November 6 @ 09:00 November 10 @ 17:00 CET

National course open for PhD students, postdocs, researchers and other employees in all Swedish universities, in need of hands-on and practical skills for the analyses of population genomics data.

Important dates and information

Application opens: 2023-08-17

Application closes: 2023-09-30

Confirmation to accepted students: 2023-10-10

Course Leader and teachers: Per Unneberg (CL), Nikolay Oskolkov, Jason Hill, André Soares

In case you miss information on any of the above dates, please contact: edu.population-genomics-in-practice@nbis.se

Course fee

A course fee* of 3000 SEK will be invoiced to accepted participants. The fee includes lunches, coffee and snacks.

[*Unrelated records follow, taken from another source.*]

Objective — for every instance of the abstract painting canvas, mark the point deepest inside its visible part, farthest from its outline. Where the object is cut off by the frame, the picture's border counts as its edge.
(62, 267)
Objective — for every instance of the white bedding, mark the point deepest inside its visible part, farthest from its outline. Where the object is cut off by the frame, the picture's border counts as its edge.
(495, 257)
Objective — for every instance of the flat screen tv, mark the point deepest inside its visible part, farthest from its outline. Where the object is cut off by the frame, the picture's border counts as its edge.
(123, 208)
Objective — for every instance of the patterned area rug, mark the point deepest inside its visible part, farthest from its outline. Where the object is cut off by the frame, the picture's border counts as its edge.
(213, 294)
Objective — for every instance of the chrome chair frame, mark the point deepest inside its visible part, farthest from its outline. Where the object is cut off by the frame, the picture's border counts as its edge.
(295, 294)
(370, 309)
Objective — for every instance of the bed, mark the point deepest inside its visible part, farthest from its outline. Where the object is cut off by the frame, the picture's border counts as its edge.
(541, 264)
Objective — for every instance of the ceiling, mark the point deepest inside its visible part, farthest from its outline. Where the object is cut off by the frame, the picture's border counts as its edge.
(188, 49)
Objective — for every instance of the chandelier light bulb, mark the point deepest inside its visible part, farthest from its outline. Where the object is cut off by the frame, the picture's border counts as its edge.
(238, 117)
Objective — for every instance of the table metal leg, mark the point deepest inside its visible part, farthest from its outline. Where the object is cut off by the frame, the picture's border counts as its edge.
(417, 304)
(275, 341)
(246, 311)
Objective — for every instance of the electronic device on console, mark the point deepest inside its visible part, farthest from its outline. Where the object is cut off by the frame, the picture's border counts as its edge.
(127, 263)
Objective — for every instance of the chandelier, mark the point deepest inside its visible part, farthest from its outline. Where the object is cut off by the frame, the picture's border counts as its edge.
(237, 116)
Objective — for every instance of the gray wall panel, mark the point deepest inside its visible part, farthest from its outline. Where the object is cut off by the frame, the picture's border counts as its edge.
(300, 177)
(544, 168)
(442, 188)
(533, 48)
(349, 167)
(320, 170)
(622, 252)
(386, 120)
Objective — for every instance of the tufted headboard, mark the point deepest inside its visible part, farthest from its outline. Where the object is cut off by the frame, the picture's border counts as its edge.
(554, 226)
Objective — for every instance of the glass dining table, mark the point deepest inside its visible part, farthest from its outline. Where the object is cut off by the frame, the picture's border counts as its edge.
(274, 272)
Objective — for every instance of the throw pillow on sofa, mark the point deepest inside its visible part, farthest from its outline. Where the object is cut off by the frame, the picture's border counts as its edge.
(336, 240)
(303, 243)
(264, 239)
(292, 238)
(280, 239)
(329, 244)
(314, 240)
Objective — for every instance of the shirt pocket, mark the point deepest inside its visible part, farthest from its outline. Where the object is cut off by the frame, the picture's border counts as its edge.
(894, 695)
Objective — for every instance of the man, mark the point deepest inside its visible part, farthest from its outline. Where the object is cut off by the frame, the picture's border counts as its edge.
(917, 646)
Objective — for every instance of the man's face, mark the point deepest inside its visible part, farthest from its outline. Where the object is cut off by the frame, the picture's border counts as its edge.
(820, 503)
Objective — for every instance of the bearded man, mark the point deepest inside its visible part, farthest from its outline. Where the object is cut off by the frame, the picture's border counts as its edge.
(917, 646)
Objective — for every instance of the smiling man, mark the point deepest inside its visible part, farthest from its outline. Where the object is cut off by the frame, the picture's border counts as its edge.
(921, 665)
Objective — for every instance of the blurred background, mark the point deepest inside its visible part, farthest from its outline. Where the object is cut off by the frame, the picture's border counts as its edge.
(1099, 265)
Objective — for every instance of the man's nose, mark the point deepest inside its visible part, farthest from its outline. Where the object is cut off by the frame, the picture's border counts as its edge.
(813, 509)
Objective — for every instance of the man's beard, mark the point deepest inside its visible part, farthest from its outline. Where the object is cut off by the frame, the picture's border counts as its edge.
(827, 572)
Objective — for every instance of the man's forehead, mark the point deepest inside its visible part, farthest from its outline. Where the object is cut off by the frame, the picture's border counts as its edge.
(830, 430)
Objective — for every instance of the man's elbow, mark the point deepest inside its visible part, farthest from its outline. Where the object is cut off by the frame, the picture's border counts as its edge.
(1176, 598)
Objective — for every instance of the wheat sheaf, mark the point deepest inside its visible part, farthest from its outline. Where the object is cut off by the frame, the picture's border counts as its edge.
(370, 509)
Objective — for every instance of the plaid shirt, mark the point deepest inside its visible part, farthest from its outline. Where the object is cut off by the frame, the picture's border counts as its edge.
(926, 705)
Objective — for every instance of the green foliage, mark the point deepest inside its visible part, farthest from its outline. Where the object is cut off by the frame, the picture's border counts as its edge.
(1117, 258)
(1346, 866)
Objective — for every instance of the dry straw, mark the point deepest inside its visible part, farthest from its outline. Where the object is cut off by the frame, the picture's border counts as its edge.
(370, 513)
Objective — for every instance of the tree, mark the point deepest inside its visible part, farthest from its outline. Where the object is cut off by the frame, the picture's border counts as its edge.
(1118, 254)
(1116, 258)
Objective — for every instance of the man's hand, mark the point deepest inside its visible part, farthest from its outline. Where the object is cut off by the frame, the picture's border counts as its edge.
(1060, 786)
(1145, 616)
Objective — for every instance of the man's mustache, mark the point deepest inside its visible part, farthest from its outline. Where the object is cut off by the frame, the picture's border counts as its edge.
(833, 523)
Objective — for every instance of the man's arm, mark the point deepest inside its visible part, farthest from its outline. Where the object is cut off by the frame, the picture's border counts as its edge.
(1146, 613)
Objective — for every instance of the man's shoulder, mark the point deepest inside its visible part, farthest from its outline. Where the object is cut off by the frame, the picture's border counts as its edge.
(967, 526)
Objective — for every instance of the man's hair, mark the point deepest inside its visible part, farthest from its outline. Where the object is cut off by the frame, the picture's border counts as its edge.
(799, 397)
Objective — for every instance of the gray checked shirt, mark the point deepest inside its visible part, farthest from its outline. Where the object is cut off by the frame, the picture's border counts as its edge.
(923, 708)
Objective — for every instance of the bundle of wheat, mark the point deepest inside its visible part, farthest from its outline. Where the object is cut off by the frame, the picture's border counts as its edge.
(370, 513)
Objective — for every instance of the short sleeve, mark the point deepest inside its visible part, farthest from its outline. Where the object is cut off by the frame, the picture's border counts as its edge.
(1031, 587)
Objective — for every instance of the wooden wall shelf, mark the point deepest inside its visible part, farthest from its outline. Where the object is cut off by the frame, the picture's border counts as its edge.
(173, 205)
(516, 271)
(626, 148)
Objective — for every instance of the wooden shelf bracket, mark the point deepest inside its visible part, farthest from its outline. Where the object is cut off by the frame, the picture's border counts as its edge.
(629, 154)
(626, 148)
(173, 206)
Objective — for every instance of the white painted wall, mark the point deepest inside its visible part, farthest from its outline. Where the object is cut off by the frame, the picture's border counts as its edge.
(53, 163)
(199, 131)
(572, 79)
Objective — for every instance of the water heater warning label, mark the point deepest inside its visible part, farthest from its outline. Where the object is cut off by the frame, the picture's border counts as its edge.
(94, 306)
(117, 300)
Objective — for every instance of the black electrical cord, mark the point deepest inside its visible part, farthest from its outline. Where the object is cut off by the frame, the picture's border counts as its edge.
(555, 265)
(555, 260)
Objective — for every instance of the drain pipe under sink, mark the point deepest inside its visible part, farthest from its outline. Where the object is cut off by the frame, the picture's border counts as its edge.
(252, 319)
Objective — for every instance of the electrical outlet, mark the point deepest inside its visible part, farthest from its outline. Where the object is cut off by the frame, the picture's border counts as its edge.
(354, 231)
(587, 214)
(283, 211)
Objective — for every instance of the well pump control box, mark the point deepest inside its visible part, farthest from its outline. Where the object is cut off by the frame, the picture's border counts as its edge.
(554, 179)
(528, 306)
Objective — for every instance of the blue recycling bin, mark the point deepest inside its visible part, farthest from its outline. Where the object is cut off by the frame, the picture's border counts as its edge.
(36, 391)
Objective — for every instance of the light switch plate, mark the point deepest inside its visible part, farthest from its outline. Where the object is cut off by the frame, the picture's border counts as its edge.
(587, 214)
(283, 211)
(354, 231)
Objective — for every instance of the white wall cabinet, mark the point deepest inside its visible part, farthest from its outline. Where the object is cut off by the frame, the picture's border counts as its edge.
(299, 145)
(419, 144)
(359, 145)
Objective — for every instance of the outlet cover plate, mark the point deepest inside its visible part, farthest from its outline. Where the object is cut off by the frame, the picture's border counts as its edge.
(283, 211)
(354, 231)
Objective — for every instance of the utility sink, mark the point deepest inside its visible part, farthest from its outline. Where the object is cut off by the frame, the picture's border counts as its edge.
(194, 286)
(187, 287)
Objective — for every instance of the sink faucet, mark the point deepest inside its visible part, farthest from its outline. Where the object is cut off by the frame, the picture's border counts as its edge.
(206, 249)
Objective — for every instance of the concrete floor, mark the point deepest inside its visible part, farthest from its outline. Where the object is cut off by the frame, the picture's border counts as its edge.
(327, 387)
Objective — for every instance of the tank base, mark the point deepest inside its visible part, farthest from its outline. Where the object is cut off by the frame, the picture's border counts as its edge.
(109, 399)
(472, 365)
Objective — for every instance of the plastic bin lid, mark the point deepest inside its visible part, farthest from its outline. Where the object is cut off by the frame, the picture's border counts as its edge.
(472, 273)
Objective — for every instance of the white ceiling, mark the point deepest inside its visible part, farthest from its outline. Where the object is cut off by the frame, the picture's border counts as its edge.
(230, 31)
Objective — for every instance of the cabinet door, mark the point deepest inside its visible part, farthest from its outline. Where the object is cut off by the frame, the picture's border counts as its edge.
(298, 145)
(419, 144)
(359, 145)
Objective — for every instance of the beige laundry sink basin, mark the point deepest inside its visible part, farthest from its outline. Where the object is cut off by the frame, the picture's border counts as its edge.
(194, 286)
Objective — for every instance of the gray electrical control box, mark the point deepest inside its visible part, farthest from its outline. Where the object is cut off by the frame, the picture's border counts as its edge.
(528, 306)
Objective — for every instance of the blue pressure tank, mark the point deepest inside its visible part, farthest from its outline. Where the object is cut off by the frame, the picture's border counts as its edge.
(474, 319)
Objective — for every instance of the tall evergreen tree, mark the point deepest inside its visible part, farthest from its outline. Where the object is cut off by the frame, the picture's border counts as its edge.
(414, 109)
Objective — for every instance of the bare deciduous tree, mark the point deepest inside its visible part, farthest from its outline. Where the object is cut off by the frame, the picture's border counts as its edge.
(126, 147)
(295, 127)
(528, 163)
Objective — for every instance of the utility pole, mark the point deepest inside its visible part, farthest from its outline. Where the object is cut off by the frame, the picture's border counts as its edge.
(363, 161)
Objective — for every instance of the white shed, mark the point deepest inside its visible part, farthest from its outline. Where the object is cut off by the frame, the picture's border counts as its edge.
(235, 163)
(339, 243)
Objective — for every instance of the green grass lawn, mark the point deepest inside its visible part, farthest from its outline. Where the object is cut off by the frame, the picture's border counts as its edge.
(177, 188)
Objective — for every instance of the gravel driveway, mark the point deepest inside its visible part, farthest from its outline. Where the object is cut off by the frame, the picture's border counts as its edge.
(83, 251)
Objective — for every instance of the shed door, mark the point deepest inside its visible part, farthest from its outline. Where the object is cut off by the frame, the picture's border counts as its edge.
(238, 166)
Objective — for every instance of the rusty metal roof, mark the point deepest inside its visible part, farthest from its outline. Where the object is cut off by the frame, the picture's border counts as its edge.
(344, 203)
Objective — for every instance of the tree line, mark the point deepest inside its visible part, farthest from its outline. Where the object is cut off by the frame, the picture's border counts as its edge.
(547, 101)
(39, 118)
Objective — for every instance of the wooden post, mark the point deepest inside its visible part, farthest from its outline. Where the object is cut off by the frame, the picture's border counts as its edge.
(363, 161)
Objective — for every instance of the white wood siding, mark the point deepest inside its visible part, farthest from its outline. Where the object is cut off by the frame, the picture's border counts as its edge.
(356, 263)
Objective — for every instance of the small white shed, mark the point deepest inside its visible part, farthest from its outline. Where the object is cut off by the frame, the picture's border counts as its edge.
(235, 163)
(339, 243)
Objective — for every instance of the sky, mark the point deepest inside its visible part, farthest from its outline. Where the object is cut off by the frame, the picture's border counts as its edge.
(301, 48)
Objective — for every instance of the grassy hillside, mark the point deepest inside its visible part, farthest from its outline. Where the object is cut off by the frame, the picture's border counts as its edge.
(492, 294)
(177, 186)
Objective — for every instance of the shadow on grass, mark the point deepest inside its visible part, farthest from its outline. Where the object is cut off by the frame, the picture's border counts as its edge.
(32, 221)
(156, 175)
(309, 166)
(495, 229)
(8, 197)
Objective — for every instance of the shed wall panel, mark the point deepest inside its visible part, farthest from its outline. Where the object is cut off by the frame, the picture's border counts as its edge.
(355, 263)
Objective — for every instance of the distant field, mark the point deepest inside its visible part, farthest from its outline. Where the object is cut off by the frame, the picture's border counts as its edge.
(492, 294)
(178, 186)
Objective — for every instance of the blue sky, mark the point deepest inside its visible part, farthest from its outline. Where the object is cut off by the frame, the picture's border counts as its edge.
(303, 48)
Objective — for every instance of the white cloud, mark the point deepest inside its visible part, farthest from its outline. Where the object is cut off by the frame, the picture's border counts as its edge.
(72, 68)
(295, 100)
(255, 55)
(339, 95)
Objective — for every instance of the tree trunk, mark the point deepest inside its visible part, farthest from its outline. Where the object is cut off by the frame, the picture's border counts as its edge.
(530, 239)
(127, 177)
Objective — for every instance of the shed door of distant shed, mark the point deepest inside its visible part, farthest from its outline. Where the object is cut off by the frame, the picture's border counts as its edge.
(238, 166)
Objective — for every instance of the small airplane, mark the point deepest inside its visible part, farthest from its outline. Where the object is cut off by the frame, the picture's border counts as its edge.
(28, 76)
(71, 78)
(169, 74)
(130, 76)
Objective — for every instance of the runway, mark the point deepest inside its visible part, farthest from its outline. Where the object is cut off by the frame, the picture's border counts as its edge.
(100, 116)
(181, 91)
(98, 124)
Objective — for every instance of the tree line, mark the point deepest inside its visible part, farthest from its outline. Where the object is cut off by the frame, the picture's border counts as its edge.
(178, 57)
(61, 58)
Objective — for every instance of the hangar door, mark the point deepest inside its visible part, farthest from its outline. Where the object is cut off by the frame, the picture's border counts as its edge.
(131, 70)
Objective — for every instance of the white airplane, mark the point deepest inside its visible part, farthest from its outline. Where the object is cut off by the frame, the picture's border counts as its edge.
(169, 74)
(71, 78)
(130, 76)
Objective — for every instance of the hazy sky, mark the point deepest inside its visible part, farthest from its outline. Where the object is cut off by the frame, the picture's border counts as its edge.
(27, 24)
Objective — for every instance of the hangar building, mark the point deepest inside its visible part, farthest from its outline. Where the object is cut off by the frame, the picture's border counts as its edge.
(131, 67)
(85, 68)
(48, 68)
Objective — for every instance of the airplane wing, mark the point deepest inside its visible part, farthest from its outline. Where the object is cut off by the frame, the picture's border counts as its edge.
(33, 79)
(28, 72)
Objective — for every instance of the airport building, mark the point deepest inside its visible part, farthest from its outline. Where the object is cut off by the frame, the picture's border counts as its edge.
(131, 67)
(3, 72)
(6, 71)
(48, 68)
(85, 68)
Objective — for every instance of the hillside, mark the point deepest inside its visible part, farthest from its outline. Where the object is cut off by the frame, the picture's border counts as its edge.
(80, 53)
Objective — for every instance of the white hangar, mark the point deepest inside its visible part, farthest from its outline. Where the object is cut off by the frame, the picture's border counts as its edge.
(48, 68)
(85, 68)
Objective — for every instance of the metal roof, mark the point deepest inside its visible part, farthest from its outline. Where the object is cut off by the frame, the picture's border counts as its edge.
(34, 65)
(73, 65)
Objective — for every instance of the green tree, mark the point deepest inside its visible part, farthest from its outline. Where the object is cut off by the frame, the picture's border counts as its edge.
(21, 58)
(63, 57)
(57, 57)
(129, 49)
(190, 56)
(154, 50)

*Please note that NBIS cannot invoice individuals

Course content

The aim of this workshop is to provide an introduction to commonly used methods in population genomics. As the focus of the course is on hands-on work, the topics have been designed to cover the fundamental analyses that are common in many population genomics studies. The course consists of lectures and exercises, with a focus on the practical aspects of analyses. Whereas lectures introduce some background theory, their primary aim is to set the stage for accompanying exercises.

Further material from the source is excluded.